The link between pathological HD CAG expansions and cancer risk and severity raises the question of whether CAG polymorphism is associated with cancer features and outcomes in a non-HD situation (in which the HTT CAG repeats is strictly below 36). We investigated the length of CAG repeats in the HTT gene in cohorts of cancer patients and found that it negatively correlated with ovarian cancer incidence in individuals that carry the cancer predisposition mutation in the BRCA2 gene [16], consistent with the lower incidence of cancer in HD patients [17, 18, 20]. Moreover, cancer onset occurred earlier in individuals with HTT alleles with an intermediate number of CAG repeats than in those with <27 CAG repeats in BRCA1 mutation carriers who developed breast cancer. Finally, the length of the CAG repeats in HTT appears to be an independent prognostic factor of metastasis development, specifically of the HER2 subtype, in good agreement with increased cancer aggressiveness by mutant HTT and the described molecular mechanism. This suggests that there may be a linear relationship between the length of CAG repeats in HTT and cancer incidence and metastasis development rather than a threshold effect (Fig. 1). Long CAG repeats may protect against cancer whereas it enhances cancer progression once tumorigenesis has been initiated, even below the pathological threshold that results in HD.
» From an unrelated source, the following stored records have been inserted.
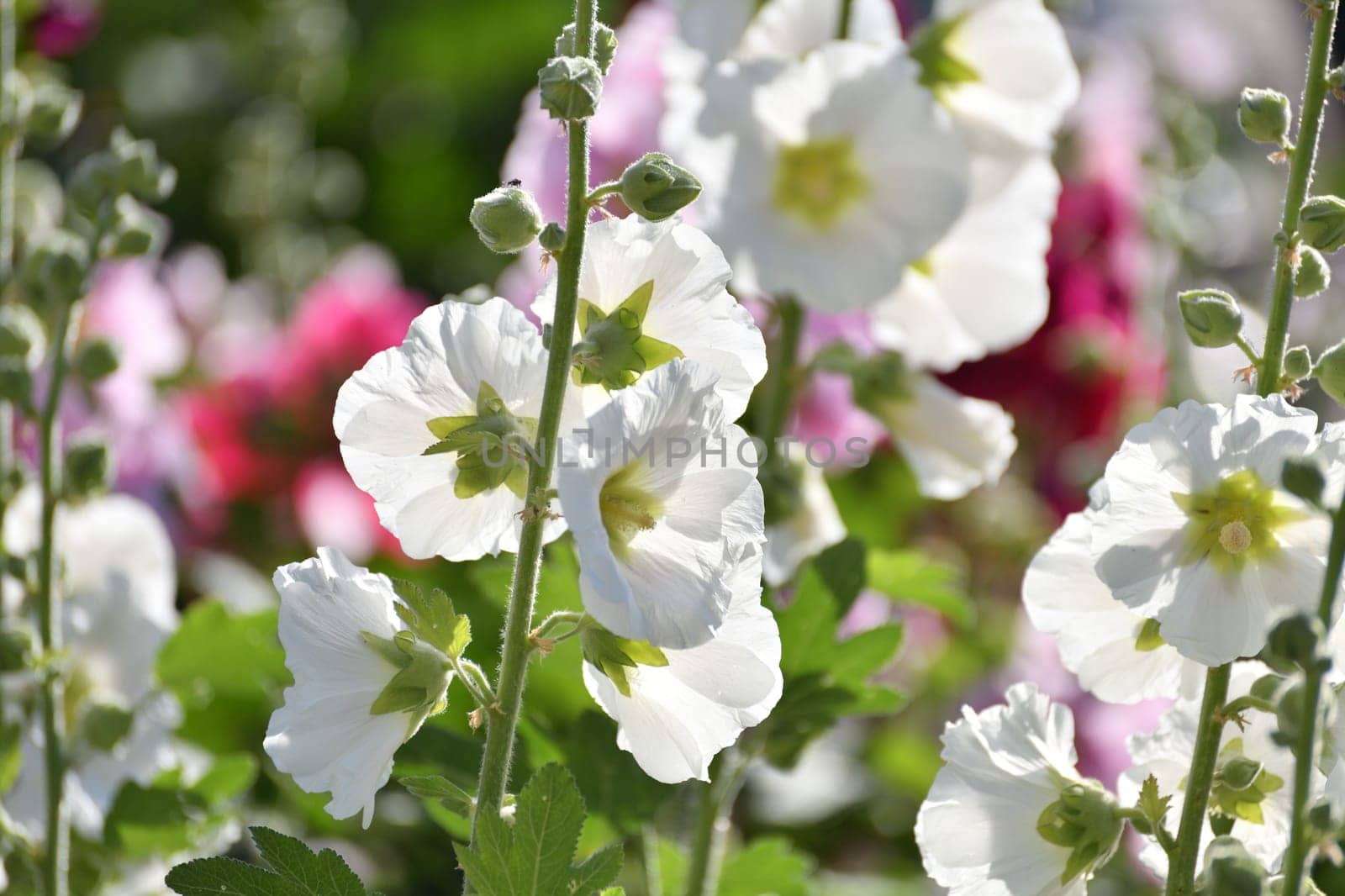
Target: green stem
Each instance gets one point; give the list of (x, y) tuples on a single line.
[(1295, 858), (518, 623), (1181, 872), (55, 867), (1300, 182), (712, 824)]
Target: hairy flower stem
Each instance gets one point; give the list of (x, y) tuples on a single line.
[(1304, 159), (1181, 872), (515, 647), (1305, 755), (55, 867)]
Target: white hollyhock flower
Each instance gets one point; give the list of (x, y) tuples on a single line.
[(1254, 777), (1004, 69), (952, 441), (824, 178), (424, 428), (651, 293), (662, 498), (984, 288), (1116, 654), (813, 526), (338, 625), (676, 709), (1009, 813), (1197, 532), (119, 582)]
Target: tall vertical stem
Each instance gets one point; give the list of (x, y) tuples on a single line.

The relationship between CAG polymorphism and disease has also been described for the androgen receptor. The androgen receptor gene carries a polymorphic CAG repeats in exon 1 and, as HTT, is associated with cancer risk and evolution, as well as with neurodegeneration [23]. Depending on its size, the CAG expansion in the androgen receptor is linked to an increased risk of prostate (≤21 CAG repeats) or of breast cancers (≥21 CAG) or to the development of spinal and bulbar muscular atrophy (>40 CAG repeats) [23–25].

Finally, a functional relationship between CAG repeats and cancer cell death was recently described [26]. The authors identified a family of siRNA against CAG/CUG repeats which bind the open reading frames of several genes containing long complementary repeats. siCAG/CUG are highly toxic to cancer cells in vitro and efficient in vivo to decrease xenografted ovarian tumor progression in mice.

WILD-TYPE HTT IS ANTI-METASTATIC IN BREAST CANCER

Breast cancer is a highly heterogeneous disease with many different histological and molecular subtypes showing different levels of differentiation, proliferation profiles, and outcomes [27–29]. We have used cellular and murine models, as well as the analysis of HTT expression in a large cohort of breast cancer patients, to show that HTT influences breast cancer differentiation and progression [14, 30]. HTT expression increases in human in situ carcinomas as compared to healthy tissue. In contrast, it decreases in invasive cells as compared to in situ carcinomas (Fig. 2). Indeed, loss of HTT is itself pro-metastatic in mice. We focused our attention on the phosphorylation of HTT at serine 421 (S421-P-HTT), which regulates its normal function and is neuroprotective in HD [31–36]. We found that it colocalizes at cell-cell junctions with zonula occludens 1 (ZO-1), a marker of tight junctions, and regulates its expression and localization. S421-P-HTT is much less abundant in human in situ tumors than healthy tissue and nearly absent from invasive cancer cells and colocalize at cell-cell junctions with ZO-1 (Fig. 2). HTT and ZO-1 expression positively correlate with the glandular differentiation stage of human carcinomas and are concomitantly downregulated in low-grade, poorly differentiated carcinomas associated with a poor prognosis.

Fig. 2

HTT and S421-P-HTT during tumor progression. Schematic representation of HTT cellular localization and S421-P-HTT during mammary gland tumor progression. (from [30]).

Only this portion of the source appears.